Bakan Botchwey ile ikili ilişkilerin nasıl geliştirileceğini ve hangi alanlara önem verileceğini konuştuklarını anlatan Çavuşoğlu, sözlerini şöyle sürdürdü:
“Birçok kurumla da görüşmeler gerçekleştirecekler. Bunlardan bir tanesi de Maarif Vakfı. Maarif Vakfı Başkanımız da bugün aramızda. Maarif Vakfı şimdiden iki okul açtı ama Gana genelinde bu okul sayımızı artırmak istiyoruz. FETÖ ve FETÖ okullarının sadece bizim için değil, Gana ve Afrika için de ne kadar tehlikeli olduğunun bilincindeyiz. Afrika’da bu konuda çok önemli adımlar atıldı. Gana’da da aynı adımların atılacağından şüphemiz yok.”

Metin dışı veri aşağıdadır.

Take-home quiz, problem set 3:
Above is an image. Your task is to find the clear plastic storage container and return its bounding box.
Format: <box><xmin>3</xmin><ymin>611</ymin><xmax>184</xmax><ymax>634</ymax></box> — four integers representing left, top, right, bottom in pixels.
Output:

Gana’nın Afrika’da bağımsızlığını ilan eden ilk ülke olduğuna işaret eden Çavuşoğlu, ülkenin Afrika’nın istikrarında oynadığı rolün altını çizdi. Türkiye ile Gana arasındaki mekanizmaları düzenli şekilde kullanılması ve toplantıların yapılması gerektiğini belirten Çavuşoğlu, şöyle konuştu:
“Sadece DEİK veya İş Konseyi değil, Karma Ekonomik Komisyonun toplantısını kısa süre içinde gerçekleştireceğiz. Karşılıklı ziyaretlere önem veriyoruz. Cumhurbaşkanı düzeyinde ziyaret sırası Gana’da. Yani ev sahipliği sırası bizde. Bunun ne zaman gerçekleştirilebileceğini ve ziyaret marjında da neleri konuşabileceğimizi bugün birlikte değerlendirdik. Aynı şekilde siyasi istişareler dahil birçok mekanizmamız var, daha etkili kullanmamız lazım. Ticareti artırmak için ürün sayısını artırmamız lazım, yani çeşitlilik. Yatırımları da artırmamız gerekiyor. O zenginliklerin Gana ve Afrika’da hayata geçirilmesi, Afrika ve dünyanın geleceği için çok önemlidir. Kazan kazan anlayışıyla bu konuda iş birliğimizi artıracağız. Bugün bile ilgilendikleri bazı şirketlerimizle telefon diplomasisini yürüttük ve o alanlarda Gana’yı desteklemeye devam edeceğiz.”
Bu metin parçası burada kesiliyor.